Musicians couldn't simply sell their compositions on the open market, because there wasn't one. Haydn spent virtually his entire life as the house music director for Count Esterhazy; he was famous, all right, but that didn't translate into money.

It is a commonplace of musicology that Beethoven was the first composer ever to have been subsidized to compose at his own pace, work on compositions he chose rather than commissions, and conduct them when and where he liked, and he achieved that only in late middle age.

Theatre companies existed as house companies for noblemen, with the exception of troupes like Schikaneder's, known principally for their vulgarity and operating always on the edge of bankruptcy. I am not saying that this was desirable, only that if not for such patronage we would not have these works of art at all.

A recent example of an artist who received NEA subsidies was John Corigliano, who used them to write both the Aids Symphony and Ghosts of Versailles, both great works in my opinion. I recently saw a wonderful evening of storytelling, which is organized for free by a friend of mine; subsidies pay minimal fees to the performers and rental of the space. If ticket prices had to cover all of this, they'd be prohibitive.

Short story time: My father was a professional opera singer, now semi-retired. He sang chorus and small parts at the Metropolitan Opera for 31 years, and at the NYC Opera before that. Contrary to popular opinion, this was a full-time career; rehearsals five days a week, usually 9-3 or 10-5, and performances six or seven times a week (two on Saturdays).

To make a little extra money, he sang in a professional church choir on Sundays. He was home so seldom that I didn't recognize him when I was little.

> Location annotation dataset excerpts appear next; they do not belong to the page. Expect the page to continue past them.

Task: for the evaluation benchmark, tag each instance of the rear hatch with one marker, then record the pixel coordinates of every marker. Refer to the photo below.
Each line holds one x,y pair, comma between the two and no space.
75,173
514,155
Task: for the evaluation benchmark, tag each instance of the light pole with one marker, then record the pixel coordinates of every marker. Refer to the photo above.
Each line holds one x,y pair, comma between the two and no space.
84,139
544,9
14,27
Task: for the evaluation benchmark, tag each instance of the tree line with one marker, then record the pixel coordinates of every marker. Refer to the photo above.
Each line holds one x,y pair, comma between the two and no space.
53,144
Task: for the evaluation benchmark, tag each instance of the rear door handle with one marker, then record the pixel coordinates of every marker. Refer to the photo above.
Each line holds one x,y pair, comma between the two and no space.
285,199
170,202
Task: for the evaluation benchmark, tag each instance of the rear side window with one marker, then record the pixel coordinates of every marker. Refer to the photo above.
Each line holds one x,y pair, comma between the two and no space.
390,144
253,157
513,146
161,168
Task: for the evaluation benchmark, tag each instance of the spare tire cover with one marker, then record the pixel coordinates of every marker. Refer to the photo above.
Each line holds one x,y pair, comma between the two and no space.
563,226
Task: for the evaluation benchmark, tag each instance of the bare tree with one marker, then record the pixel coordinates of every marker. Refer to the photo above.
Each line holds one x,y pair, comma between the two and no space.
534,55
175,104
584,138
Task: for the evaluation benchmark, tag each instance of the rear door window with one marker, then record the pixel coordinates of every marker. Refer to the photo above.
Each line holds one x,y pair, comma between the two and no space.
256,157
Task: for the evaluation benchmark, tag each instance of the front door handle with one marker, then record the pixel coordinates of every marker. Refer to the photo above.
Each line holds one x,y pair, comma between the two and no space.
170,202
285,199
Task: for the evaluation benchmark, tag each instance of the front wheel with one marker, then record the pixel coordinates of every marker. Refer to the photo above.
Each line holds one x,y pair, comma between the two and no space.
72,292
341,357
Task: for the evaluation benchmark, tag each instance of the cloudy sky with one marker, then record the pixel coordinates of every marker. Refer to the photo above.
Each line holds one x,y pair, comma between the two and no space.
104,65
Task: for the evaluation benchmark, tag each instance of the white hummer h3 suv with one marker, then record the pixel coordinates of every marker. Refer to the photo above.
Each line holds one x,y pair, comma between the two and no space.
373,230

The Met chorus was unionized right about the time he joined, because Rudolf Bing, the general manager (rest in peace, Mr. B.) actually brought the union in. Even so, in the summertimes before the 80's, there was no summer season, so he was a restaurant steward at Jones Beach. We were pretty poor. There was always food on the table, but our cars were beaters with holes rusted through the floor, and there was never any money for things like fancy summer camps or more than one pair of school shoes. Thank God my mother could sew.

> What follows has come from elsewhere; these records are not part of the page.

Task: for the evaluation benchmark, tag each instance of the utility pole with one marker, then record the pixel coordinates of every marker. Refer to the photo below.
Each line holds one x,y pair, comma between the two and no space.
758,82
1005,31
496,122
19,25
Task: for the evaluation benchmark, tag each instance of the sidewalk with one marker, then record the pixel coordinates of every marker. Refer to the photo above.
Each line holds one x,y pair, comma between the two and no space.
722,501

Now here comes the important part: the Metropolitan Opera Company is actually run by its Board of Directors, who are super-wealthy socialites. For them, directorships are marks of social achievement and indications of having "arrived."

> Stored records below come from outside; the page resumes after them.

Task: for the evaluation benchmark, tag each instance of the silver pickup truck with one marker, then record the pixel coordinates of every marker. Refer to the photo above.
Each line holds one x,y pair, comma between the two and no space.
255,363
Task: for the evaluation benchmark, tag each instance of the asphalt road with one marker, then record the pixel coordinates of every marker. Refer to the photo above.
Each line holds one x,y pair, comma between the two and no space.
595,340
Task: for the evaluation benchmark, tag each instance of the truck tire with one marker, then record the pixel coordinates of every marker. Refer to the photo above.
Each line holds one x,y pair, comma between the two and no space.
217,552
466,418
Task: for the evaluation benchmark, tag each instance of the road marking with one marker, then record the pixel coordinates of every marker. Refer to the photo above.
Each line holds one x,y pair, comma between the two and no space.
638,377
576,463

The work is done by the General Manager and his staff, but the Board makes all company-wide decisions. No, they do not necessarily have any qualifications because they are not appointed for business reasons, and the MOC is not a publicly held company, so they are answerable to no one.

In 1969, there was a contract dispute between the house unions and the board, and the directors responded with a lockout. Since they were not financially dependent on the company's operation, they were perfectly willing to keep the house shut indefinitely.

I had never seen my mother cry before, but I did on the day that she got to the back of the pantry and we were on the last can, and there was no more food and no more money. My father was working any job he could find, mostly manual labor, and my mother got a part-time job typing, but they had to write to the bank holding our mortgage and beg them not to foreclose.

The Met was closed for an entire season. It opened again only because the President of the United States personally intervened and shamed the board into resuming operation.

Still think we can depend on the goodwill of the private sector to keep art and artists alive?